Teacher leaders have made eminently reasonable points about the problems with school accountability systems, the limits of test-based teacher evaluation, and the foolhardiness of "reformers" who dismiss the effects of poverty with "no excuses" sloganeering...but have frequently done all this in vitriolic language that marginalizes their voice and alienates potential allies.

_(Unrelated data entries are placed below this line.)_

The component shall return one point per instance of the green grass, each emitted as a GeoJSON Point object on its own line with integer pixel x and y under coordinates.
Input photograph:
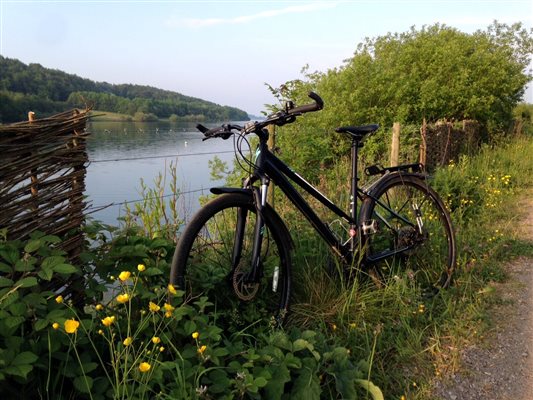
{"type": "Point", "coordinates": [417, 340]}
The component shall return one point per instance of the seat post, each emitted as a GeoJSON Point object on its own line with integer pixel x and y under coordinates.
{"type": "Point", "coordinates": [354, 179]}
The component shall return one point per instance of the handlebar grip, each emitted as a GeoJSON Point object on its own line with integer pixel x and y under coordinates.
{"type": "Point", "coordinates": [317, 105]}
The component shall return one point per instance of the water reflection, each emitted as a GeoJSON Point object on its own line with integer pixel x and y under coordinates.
{"type": "Point", "coordinates": [122, 153]}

Two familiar missteps have especially hampered teacher leadership. One is a reluctance to publicly call out mediocrity. We rightly distrust doctors, lawyers, or bankers who seem to stand mutely by in the face of troubling practices. Educators need to bring that intuition to bear.
Self-policing is the surest way to reassure outsiders and reduce the urge for policymakers to intrude on practice--especially when public funds and purposes are at stake. Teacher leaders need to push the profession to do much better on this score. Union leaders have allowed themselves to be scapegoated rather than call out "go-along-to-get-along" leadership. Teachers have done little to challenge wasteful professional development, ineffectual spending, or irresponsible staff. The failure of professionals to visibly self-police themselves tends to erode their collective credibility. Teachers also tend to make a second crucial mistake. Winning policymakers over requires addressing shared problems by acknowledging the other's concerns and offering smart, mutually satisfactory solutions. Unfortunately, when given a public platform, teachers too often do one of three things: ask for more money, denounce policies they dislike, or tout a terrific program in their classroom or school.
None of these win allies, change minds, or convince listeners that teachers have better large-scale solutions to the problems on the table. But crisis often contains within itself the seeds of opportunity. Teacher discontent may have contributed to creating some unfortunate divides, but it also has created an intense appetite for teacher leaders to offer constructive alternatives.
It's no coincidence that the landscape is rife with new outfits like TeachPlus, Educators for Excellence, and Leading Educators. These have emerged alongside more familiar ventures like the Center for Teaching Quality and Teach For America. In a sign of the times, the National Network of Teachers of the Year is enjoying a resurgence. And the unions are showing some promising signs, with the National Education Association's Commission on Effective Teachers and Teaching and the American Federation of Teachers rightly pointing to promising district-union partnerships in places like Hartford, Connecticut, and Baltimore, Maryland, as models of healthy teacher leadership. With models to emulate, platforms from which to speak, and a rash of opportunities to join with like-minded colleagues, teacher leaders are now equipped with tools that can help them respond to the moment.
A version of this article ran previously at Educational Leadership.